项目准备和构建过程
典型的 CI/CD 过程 - DevOps
GitOps 持续交付过程
- GitOps:一种集群管理和应用分发的持续交付方式
- GitOps与典型的CI/CD不同,其中最大的不同点在于使用 Git 作为信任源,保存声明式基础架构(declarative infrastructure)和应用程序
- 以 Git 作为交付过程(pipeline)的中心,配置文件如k8s的yaml文件都保存在git进行管理
- 开发者只需要通过 pull request 完成应用的部署和运维任务,不需要去使用别的一些CI/CD工具
- 优势:提高生产率、改进开发体验、一致性和标准化、安全
push vs pull 流程(pipeline):
使用 Flux 构建和发布应用
Flux 官方定义:
- The GitOps operator for Kubernetes
- 自动化部署工具(基于 GitOps)
- 特性:
- 自动同步、自动部署
- 声明式
- 基于代码(Pull request),而不是容器
准备工作
首先,我们需要准备一个Kubernetes集群:
以及在k8s中安装好 Istio 环境:
如下图所示,我们要部署一个由两个服务组成的Mesh,除此之外还会有一个网关和一个外部服务,可以说是精简且完整了:
- 在调用链路上可以看出 sleep 是作为客户端的角色,httpbin 作为服务端的角色
准备一个 Git 仓库:
安装 Flux
官方文档:
- https://docs.fluxcd.io/en/latest/tutorials/get-started/
- https://docs.fluxcd.io/en/latest/guides/use-private-git-host/
首先,安装 fluxctl
命令工具,到Github仓库上下载可执行文件即可。然后将其放到 /usr/bin
目录下,并赋予可执行权限:
[root@m1 /usr/local/src]# mv fluxctl_linux_amd64 /usr/bin/fluxctl
[root@m1 ~]# chmod a+x /usr/bin/fluxctl
[root@m1 ~]# fluxctl version
1.21.0
[root@m1 ~]#
给 Flux 创建一个命名空间,然后将 Flux Operator 部署到k8s集群:
[root@m1 ~]# kubectl create ns flux
namespace/flux created
[root@m1 ~]# git clone https://github.com/fluxcd/flux.git
[root@m1 ~]# cd flux/
在部署 Flux 之前,需要先修改几个Git相关的配置,修改为你Git仓库的用户名、邮箱、url等:
[root@m1 ~/flux]# vim deploy/flux-deployment.yaml # 修改如下几个配置项
...
# Replace the following URL to change the Git repository used by Flux.
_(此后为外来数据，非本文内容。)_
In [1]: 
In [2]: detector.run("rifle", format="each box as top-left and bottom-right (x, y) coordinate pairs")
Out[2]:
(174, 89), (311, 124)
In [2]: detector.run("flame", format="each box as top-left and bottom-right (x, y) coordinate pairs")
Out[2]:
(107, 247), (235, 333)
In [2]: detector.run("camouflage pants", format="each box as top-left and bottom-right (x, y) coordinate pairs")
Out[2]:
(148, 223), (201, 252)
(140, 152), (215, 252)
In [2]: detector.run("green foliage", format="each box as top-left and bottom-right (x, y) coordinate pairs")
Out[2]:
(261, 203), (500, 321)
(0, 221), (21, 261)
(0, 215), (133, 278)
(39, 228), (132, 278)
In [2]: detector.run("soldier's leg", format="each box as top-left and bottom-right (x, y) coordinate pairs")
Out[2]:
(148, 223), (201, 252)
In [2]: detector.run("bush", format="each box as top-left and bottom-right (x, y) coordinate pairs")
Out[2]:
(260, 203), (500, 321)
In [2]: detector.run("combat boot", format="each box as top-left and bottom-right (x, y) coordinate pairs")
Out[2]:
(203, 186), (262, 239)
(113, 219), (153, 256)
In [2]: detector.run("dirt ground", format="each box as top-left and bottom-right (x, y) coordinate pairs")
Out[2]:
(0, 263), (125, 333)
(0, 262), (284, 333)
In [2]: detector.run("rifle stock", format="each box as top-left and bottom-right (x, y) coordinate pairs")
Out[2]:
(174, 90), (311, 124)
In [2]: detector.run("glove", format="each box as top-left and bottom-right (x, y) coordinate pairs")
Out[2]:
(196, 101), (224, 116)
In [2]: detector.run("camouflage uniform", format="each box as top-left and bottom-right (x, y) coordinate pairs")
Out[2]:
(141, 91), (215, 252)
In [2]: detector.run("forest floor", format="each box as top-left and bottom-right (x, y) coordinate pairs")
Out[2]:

# HTTP basic auth credentials can be supplied using environment variables:
# https://$(GIT_AUTHUSER):$(GIT_AUTHKEY)@github.com/user/repository.git
- --git-url=git@github.com:fluxcd/flux-get-started
- --git-branch=master
# Include this if you want to restrict the manifests considered by flux
# to those under the following relative paths in the git repository
# - --git-path=subdir1,subdir2
- --git-label=flux-sync
- --git-user=Flux automation
- --git-email=flux@example.com
修改完成后,进行部署:
[root@m1 ~/flux]# kubectl apply -f deploy
[root@m1 ~/flux]# kubectl get all -n flux
NAME READY STATUS RESTARTS AGE
pod/flux-65479fb87-k5zxb 1/1 Running 0 7m20s
pod/memcached-c86cd995d-5gl5p 1/1 Running 0 44m
NAME TYPE CLUSTER-IP EXTERNAL-IP PORT(S) AGE
service/memcached ClusterIP 10.106.229.44 <none> 11211/TCP 44m
NAME READY UP-TO-DATE AVAILABLE AGE
deployment.apps/flux 1/1 1 1 44m
deployment.apps/memcached 1/1 1 1 44m
NAME DESIRED CURRENT READY AGE
replicaset.apps/flux-65479fb87 1 1 1 7m20s
replicaset.apps/memcached-c86cd995d 1 1 1 44m
[root@m1 ~]#
除了以上方式,也可以使用命令行部署 Flux:
fluxctl install \
--git-user=xxx \
--git-email=xxx@xxx \
--git-url=git@github.com:xxx/smdemo \
--namespace=flux | kubectl apply -f -
由于使用的是私有仓库,我们还需要一些额外的操作,需要将其主机密钥添加到Flux daemon容器中的 ~/.ssh/known_hosts
文件中。具体步骤如下:
[root@m1 ~]# kubectl exec -n flux flux-65479fb87-k5zxb -ti -- \
env GITHOST="gitee.com" GITREPO="git@gitee.com:demo_focus/service-mesh-demo.git" PS1="container$ " /bin/sh
container$ ssh-keyscan $GITHOST >> ~/.ssh/known_hosts # 添加host key
container$ git clone $GITREPO # 测试确保能正常对仓库进行克隆
Cloning into 'service-mesh-demo'...
remote: Enumerating objects: 10, done.
remote: Counting objects: 100% (10/10), done.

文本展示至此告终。